Performance¶
Version 1.11.1.0 for version 1.11 of the CF conventions.
Memory¶
When a dataset is read using cfdm.read
, lazy loading is employed for all
data arrays, which means that no data is read into memory until the
data is required for inspection or to modify the array contents. This
maximises the number of field constructs
that may be read within a session, and makes the read operation
fast. If a subspace of data still in the file is
requested then only that subspace is read into memory. These
behaviours are inherited from the netCDF4 python package.

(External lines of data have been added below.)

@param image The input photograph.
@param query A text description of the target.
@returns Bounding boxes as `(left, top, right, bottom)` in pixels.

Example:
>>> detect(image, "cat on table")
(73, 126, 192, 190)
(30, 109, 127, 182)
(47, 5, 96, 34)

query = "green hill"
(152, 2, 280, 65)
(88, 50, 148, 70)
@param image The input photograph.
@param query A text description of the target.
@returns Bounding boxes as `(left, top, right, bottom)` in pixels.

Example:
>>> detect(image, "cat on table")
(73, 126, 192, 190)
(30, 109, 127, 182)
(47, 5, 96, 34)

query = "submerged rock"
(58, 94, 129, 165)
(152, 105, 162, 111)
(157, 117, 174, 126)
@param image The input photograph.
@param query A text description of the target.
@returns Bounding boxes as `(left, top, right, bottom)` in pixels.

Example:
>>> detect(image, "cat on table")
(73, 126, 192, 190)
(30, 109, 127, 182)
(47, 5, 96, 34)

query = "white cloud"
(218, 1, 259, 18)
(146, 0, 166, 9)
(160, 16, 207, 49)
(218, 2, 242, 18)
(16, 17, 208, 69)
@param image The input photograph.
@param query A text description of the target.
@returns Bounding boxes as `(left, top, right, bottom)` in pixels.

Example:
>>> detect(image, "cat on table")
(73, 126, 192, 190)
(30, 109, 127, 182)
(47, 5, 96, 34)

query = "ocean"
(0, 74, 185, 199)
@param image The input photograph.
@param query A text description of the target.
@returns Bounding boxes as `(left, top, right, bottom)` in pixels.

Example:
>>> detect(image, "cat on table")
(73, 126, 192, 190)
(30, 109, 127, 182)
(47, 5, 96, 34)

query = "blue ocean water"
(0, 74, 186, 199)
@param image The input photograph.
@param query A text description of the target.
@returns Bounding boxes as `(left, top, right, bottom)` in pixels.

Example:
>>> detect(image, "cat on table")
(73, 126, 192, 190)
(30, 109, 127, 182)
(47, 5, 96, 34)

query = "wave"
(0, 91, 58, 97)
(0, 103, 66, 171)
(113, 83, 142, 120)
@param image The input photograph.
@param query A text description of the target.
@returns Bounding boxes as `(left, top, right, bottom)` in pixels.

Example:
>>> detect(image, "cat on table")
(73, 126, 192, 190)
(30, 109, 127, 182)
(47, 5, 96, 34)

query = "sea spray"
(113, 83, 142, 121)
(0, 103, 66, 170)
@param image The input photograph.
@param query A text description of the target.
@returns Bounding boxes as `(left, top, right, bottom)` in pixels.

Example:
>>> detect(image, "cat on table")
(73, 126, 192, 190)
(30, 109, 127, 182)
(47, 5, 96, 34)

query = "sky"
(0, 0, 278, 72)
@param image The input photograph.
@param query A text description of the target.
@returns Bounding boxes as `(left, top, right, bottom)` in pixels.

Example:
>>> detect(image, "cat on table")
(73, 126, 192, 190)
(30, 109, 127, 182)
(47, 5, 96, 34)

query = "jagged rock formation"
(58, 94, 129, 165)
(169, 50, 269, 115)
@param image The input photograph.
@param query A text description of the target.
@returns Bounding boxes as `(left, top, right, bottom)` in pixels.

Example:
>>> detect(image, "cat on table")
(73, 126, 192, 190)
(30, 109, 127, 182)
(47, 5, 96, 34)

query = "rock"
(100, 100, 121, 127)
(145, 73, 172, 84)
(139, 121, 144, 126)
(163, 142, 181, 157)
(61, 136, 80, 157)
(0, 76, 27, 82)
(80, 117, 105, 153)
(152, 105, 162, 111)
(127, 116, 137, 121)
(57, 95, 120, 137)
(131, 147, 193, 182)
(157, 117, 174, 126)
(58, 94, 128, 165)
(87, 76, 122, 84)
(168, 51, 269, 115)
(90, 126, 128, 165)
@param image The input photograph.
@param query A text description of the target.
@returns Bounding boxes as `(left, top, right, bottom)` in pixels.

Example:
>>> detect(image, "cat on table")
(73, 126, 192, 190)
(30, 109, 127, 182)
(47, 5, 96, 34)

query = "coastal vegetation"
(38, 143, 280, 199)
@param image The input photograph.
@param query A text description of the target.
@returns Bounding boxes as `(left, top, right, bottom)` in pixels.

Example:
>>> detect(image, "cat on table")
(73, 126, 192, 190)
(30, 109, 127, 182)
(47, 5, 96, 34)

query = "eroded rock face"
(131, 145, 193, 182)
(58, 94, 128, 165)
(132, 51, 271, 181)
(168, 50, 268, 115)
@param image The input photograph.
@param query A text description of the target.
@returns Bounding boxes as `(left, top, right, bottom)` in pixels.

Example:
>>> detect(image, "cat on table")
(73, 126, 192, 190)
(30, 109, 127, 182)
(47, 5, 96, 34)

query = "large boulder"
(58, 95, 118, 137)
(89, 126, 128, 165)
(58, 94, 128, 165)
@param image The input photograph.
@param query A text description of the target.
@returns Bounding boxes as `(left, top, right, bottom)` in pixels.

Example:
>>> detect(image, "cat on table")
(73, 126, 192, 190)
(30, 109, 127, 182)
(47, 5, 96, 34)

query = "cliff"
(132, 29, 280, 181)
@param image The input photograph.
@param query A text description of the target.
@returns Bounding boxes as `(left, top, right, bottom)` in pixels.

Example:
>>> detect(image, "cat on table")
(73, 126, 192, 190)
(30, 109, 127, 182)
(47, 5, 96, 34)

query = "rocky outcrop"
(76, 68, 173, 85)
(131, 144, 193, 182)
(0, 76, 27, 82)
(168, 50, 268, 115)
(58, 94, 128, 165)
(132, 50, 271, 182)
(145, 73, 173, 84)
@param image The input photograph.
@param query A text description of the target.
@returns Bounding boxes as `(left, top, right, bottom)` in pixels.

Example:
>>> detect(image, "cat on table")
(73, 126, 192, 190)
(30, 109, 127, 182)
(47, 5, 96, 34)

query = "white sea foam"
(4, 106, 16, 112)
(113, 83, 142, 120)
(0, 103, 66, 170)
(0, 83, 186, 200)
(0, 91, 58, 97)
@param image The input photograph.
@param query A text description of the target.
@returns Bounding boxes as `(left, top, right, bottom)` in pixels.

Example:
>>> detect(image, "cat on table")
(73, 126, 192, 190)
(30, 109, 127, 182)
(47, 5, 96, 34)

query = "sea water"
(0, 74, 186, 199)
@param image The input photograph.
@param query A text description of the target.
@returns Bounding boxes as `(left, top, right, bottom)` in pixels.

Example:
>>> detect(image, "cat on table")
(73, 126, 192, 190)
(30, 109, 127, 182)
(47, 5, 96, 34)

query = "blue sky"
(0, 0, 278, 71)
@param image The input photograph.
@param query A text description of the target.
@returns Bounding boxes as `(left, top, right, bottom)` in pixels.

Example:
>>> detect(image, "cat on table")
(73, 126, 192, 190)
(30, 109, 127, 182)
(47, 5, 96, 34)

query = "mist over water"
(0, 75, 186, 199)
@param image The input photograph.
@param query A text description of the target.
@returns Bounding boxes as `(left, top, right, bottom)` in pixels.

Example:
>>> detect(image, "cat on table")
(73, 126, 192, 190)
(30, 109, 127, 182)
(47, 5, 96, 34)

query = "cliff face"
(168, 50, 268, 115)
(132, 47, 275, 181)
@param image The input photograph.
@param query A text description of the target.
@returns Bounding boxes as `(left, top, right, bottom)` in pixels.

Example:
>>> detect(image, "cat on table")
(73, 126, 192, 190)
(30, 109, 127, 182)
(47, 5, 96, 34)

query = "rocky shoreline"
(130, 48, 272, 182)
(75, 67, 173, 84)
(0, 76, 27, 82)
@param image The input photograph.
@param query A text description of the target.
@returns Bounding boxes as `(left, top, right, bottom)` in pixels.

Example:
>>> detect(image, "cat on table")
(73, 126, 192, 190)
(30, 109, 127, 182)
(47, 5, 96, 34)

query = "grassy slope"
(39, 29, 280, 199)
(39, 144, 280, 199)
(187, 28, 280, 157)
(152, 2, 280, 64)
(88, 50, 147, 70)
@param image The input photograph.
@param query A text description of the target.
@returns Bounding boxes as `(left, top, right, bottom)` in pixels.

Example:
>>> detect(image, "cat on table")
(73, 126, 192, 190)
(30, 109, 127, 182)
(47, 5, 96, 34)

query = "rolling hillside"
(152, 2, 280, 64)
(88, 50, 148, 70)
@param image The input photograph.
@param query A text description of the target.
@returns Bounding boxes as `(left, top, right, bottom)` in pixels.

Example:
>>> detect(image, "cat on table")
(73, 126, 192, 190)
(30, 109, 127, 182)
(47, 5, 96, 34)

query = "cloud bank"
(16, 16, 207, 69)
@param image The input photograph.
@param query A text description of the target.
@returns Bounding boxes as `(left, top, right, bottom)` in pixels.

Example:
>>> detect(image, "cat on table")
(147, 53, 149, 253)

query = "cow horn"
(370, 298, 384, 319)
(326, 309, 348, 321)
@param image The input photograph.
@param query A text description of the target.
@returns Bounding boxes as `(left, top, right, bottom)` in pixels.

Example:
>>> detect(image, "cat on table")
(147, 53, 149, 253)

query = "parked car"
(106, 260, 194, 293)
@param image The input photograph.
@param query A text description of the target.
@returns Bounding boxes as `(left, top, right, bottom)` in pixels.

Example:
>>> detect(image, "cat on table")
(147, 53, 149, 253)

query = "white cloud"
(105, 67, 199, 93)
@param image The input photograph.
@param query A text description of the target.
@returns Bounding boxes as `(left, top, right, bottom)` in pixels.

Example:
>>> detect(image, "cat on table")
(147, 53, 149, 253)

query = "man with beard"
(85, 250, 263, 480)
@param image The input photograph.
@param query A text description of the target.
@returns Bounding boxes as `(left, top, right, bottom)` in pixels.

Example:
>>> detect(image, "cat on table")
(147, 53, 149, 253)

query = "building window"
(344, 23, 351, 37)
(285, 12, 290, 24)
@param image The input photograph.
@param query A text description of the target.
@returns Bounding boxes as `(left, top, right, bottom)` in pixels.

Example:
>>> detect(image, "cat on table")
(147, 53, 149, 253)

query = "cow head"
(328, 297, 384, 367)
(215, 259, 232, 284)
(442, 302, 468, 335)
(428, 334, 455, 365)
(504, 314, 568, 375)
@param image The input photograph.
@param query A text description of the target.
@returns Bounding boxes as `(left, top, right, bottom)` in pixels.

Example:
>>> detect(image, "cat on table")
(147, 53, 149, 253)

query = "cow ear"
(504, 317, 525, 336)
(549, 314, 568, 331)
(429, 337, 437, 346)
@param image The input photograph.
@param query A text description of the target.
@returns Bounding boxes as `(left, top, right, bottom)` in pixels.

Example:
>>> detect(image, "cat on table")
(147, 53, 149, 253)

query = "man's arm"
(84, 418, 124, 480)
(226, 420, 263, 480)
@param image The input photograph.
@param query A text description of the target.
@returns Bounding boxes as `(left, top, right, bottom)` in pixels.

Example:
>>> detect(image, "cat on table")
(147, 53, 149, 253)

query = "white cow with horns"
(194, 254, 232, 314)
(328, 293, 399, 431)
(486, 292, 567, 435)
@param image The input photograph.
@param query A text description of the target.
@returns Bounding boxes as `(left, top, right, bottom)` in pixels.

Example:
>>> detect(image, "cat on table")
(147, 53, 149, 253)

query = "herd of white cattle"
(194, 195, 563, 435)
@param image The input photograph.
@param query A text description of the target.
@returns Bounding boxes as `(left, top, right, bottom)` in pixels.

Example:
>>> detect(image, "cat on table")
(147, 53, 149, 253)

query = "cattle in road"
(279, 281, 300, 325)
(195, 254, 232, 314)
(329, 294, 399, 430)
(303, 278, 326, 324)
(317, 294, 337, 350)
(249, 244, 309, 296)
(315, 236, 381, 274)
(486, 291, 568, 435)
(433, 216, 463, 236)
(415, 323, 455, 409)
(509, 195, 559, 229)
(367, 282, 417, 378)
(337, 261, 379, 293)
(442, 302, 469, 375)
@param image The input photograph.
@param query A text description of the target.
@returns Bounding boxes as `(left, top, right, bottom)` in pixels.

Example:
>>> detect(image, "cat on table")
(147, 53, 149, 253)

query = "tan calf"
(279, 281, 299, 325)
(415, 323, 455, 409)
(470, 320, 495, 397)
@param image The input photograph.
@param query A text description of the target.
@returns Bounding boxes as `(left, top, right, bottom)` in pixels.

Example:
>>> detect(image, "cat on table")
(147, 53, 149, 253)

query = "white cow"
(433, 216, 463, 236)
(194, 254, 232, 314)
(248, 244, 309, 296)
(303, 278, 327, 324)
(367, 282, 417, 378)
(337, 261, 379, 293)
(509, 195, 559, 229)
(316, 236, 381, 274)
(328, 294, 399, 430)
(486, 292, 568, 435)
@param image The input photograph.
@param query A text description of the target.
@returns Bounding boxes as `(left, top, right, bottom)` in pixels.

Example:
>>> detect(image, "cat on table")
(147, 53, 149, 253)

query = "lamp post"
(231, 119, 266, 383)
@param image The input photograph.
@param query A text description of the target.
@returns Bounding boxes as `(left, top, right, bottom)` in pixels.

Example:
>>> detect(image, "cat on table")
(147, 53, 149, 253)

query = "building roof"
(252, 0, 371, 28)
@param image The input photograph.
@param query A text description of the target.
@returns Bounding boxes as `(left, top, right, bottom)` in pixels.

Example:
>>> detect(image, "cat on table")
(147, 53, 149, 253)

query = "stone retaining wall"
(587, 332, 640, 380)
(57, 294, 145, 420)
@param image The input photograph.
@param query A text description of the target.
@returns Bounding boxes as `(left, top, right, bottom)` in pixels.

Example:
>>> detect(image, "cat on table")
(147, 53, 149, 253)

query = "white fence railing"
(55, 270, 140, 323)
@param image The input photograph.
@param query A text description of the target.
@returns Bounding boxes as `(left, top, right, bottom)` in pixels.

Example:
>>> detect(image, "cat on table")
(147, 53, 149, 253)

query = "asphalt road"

When an instance is copied with its copy
method, all data are
copied with a copy-on-write technique. This means
that a copy takes up very little memory, even when the original data
comprises a very large array in memory, and the copy operation is
fast.
In-place operations¶
Some methods that create new a instance have an option to perform the
operation in-place, rather than creating a new independent object. The
in-place operation can be considerably faster. These methods have the
inplace
keyword parameter, such as the squeeze
,
transpose
, insert_dimension
, compress
, and
uncompress
methods of a field construct.
For example, in one particular test, transposing the data dimensions of the field construct was ~10 times faster when done in-place, compared with creating a new independent field construct:
>>> import timeit
>>> import cfdm
>>> f = cfdm.example_field(0)
>>> print(f)
Field: specific_humidity (ncvar%q)
----------------------------------
Data : specific_humidity(latitude(5), longitude(8)) 1
Cell methods : area: mean
Dimension coords: latitude(5) = [-75.0, ..., 75.0] degrees_north
: longitude(8) = [22.5, ..., 337.5] degrees_east
: time(1) = [2019-01-01 00:00:00]
>>> min(timeit.repeat('g = f.transpose()',
... globals=globals(), number=1000))
1.2819487630004005
>>> min(timeit.repeat('f.transpose(inplace=True)',
... globals=globals(), number=1000))
0.13453567200122052